25th
“Wildfire! 1988 to Today: Documenting the Recovery of Scenic Resources in Yellowstone National Park”
On September 8 at 7:30 pm, John Ellsworth will give an extensively illustrated presentation of his research to the Ted Trueblood Chapter of Trout Unlimited at the MK Nature Center, 600 South Walnut Street in Boise. The public is invited to attend.
In the summer of 1988 Yellowstone National Park experienced the most extensive wildfires in recorded history. Over 795,000 acres, one-third of the entire Park, was burned. While the news media focused on the sensational story of death and destruction, the management policies of the National Park Service were scrutinized and criticized. The debate raged about the role of wildfire in a healthy ecosystem and the implications for the future of this most iconic of our national parks.

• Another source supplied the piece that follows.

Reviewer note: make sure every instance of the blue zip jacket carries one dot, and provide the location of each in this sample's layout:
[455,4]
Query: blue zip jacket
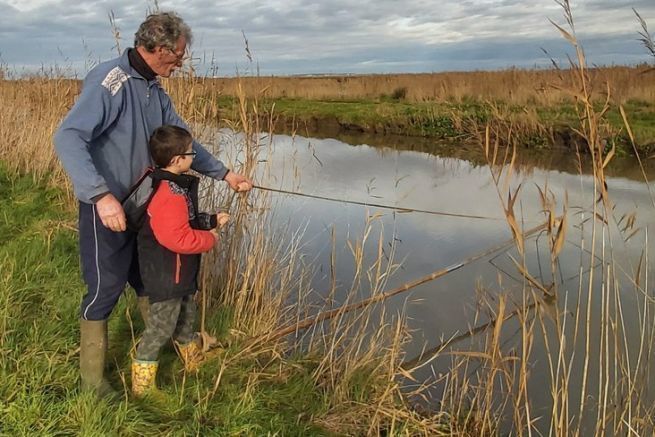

The impacts of the wildfires on the scenic resources of the Park became the subject of a research project that endures more than twenty years hence. John Ellsworth, Utah State University Emeritus Professor of Landscape Architecture and Environmental Planning, has photographically documented and monitored the changes to the scenery of the Yellowstone landscape since the day the fires went out. Ellsworth returns to Yellowstone each summer to conduct repeat photography at almost 50 carefully identified sites throughout the Park. His photographs document the impacts of the wildfires on the Park’s scenic and ecological resources through the years, from charred and blackened landscape to varying degrees of green recovery. The analysis of the implications for managing the effects of wildfire on scenic beauty is crucial to his investigations.
“The scenery is sometimes taken for granted by land managers,” said Ellsworth, “but since viewing the scenery is the single most important reason people go to Yellowstone, the short- and long-term impacts of wildfire on the Yellowstone scenery cannot be dismissed.”
John C. Ellsworth, FASLA, landscape architect, is Emeritus Professor Dept. of Landscape Architecture and Environmental Planning at Utah State University, and President and Senior Landscape Architect Ellsworth and Associates, landscape architects, inc.